Trainees haben ein abgeschlossenes Studium und streben eine Führungsposition in dem Unternehmen ein. Sie werden aufwändigst in Assessment Centern anhand ihrer fachlichen Qualifikationen und Soft Skills ausgewählt. Erst, wenn sie sich mit ihrem makellosen Lebenslauf gegen einige Dutzend Konkurrenten durchgesetzt haben, werden sie mit Aussicht auf ein attraktives Gehalt, eine 60-Stunden-Arbeitswoche und eine steile Karriere in ihrem Traumunternehmen eingestellt.
Es besteht also kein Zweifel, dass ein Trainee in einer ganz anderen Liga spielt, als ein „gewöhnlicher“ Azubi. Letzerer hat womöglich nur einen Realschulabschluss- jedenfalls keinen Bachelor- und verdient seit Jahren seine Brötchen mit einer minderwertigen, verantwortungsarmen kaufmännischen Tätigkeit. Soft Skills hat der Azubi bestimmt nicht erworben, und sicherlich weist sein Lebenslauf kein außeruniversitäres Engagement auf! Dafür hat er schließlich im Gegensatz zu uns schlauen Studentenköpfen aufgrund seiner banalen Vollzeittätigkeit keine Zeit. (Ich hoffe, dass die Ironie angekommen ist)

Englische Lehnwörter im Deutschen sind keine Seltenheit. Ich habe jedoch den Eindruck, dass die Lehnwörterdichte, wenigstens im Unternehmenssprech, mit dem Bildungsniveau (und der Arroganz) zunimmt. In meiner Kindheit waren die häufigst gebrauchten Lehnwörter cool, hip und shit– jetzt höre ich viel öfter von Corporate IdentityResearch&Development  und Dress Code.

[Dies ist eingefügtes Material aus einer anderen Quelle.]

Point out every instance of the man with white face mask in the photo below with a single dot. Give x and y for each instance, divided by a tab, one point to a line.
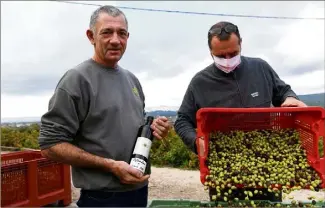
232	81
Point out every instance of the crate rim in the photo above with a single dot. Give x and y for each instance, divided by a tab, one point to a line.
26	162
260	110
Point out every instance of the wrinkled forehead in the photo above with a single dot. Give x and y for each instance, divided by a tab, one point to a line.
222	47
106	21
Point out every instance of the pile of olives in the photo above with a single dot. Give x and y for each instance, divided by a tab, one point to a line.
257	165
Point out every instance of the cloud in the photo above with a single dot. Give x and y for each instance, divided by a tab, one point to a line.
42	40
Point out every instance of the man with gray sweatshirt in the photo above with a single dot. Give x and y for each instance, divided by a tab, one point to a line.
93	120
232	81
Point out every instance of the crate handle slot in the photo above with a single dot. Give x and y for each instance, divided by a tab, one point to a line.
200	141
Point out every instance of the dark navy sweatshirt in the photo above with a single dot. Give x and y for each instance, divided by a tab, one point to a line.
253	83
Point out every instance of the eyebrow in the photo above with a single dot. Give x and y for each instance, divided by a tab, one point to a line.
110	29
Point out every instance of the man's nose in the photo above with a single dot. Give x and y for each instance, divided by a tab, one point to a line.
228	56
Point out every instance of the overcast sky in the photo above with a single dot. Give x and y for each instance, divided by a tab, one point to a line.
40	41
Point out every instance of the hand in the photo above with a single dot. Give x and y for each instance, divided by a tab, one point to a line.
161	127
127	174
293	102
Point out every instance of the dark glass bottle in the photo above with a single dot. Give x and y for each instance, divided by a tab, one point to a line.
142	146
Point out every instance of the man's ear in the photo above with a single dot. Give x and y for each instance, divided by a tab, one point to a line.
90	36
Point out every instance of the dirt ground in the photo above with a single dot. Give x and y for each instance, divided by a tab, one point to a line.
170	183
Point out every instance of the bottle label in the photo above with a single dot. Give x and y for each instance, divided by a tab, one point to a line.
142	146
139	164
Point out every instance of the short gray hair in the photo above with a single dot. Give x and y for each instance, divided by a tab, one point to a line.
108	9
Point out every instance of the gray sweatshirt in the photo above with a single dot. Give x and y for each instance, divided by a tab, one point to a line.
99	110
252	84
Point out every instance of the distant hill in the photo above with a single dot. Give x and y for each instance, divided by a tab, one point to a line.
310	99
317	99
166	113
313	99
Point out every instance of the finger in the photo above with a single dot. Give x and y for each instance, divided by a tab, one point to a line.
163	123
159	127
163	118
129	179
134	172
157	135
144	178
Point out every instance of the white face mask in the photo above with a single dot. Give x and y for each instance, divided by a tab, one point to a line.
227	65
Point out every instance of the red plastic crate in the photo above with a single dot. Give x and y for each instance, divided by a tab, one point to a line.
308	121
28	179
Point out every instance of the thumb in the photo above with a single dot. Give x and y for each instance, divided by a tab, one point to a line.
163	118
134	172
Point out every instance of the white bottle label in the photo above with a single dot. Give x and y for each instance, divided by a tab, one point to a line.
142	147
139	164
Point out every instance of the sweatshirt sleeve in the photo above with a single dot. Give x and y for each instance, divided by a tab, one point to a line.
281	90
61	122
185	123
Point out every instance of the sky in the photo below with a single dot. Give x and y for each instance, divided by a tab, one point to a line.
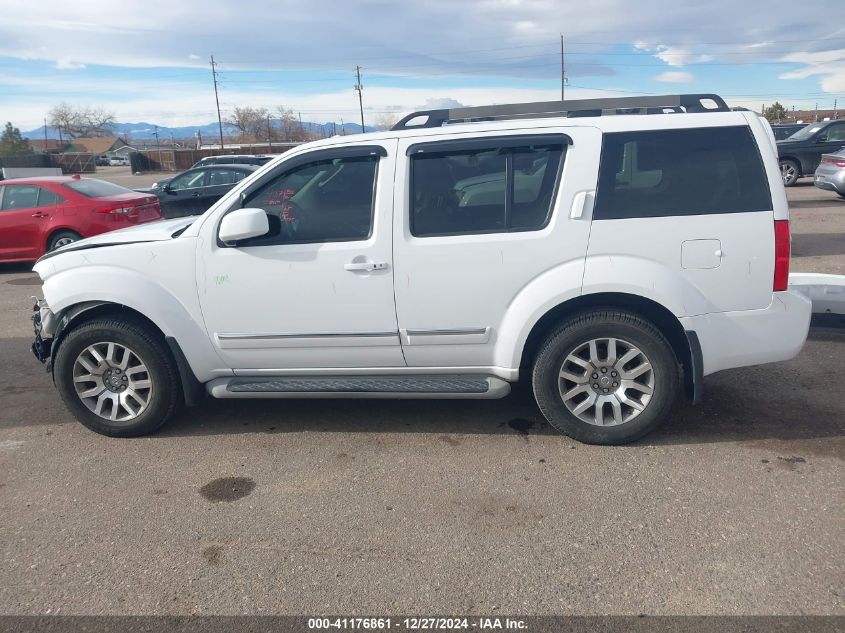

Ähnlich, wie der Adel einst mit französischen Begriffen um sich warf, scheint heutzutage ein regelrechter Zwang zu bestehen, „schicke“ Berufe mit euphemitisch klingenden englischen Bezeichnern zu versehen. Das finde ich- auch wenn ich früher oder später wohl als Junior Engineer enden werde- bemerkenswert. Englische Bezeichner klingen dynamisch, modern und irgendwie weniger konkret.
Anders als im IT-Bereich (wo oft gar kein angemessener deutscher Begriff existiert) könnten wir durchaus auf Deutsch ausdrücken, welchen Beruf wir ausüben. Vielleicht möchten wir einen Hauch amerikanischer Kultur vermitteln- aber warum? Amerika gibt seine wirtschaftliche Vorreiterrolle mehr und mehr ab- und wir leben in einer Gesellschaft mit vielen durch den amerikanischen Traum Desillusionierten. Auch Englischkenntnisse sind kein Alleinstellungsmerkmal mehr, sondern in den jüngeren Generationen quasi die Regel.

Die Sprache ist stets ein starkes Indiz dafür, wer kulturelle Vorherrschaft ausübt. Hoffentlich ist es lediglich ein Überbleibsel des starken amerikanischen Einflusses (den ich durchaus nicht verachte!), dass wir Studienabsolventen uns mit Stolz als Trainees bezeichnen. Mit der gleichen Logik könnte man folgern, dass demnächst chinesische Lehnwörter in die Mode kommen- dafür sind Deutsch und Chinesisch jedoch zu unterschiedlich.
Ich bin gespannt, wie sich die Verschiebung der wirtschaftlichen Machtverhältnisse auf unseren Sprachgebrauch auswirken wird!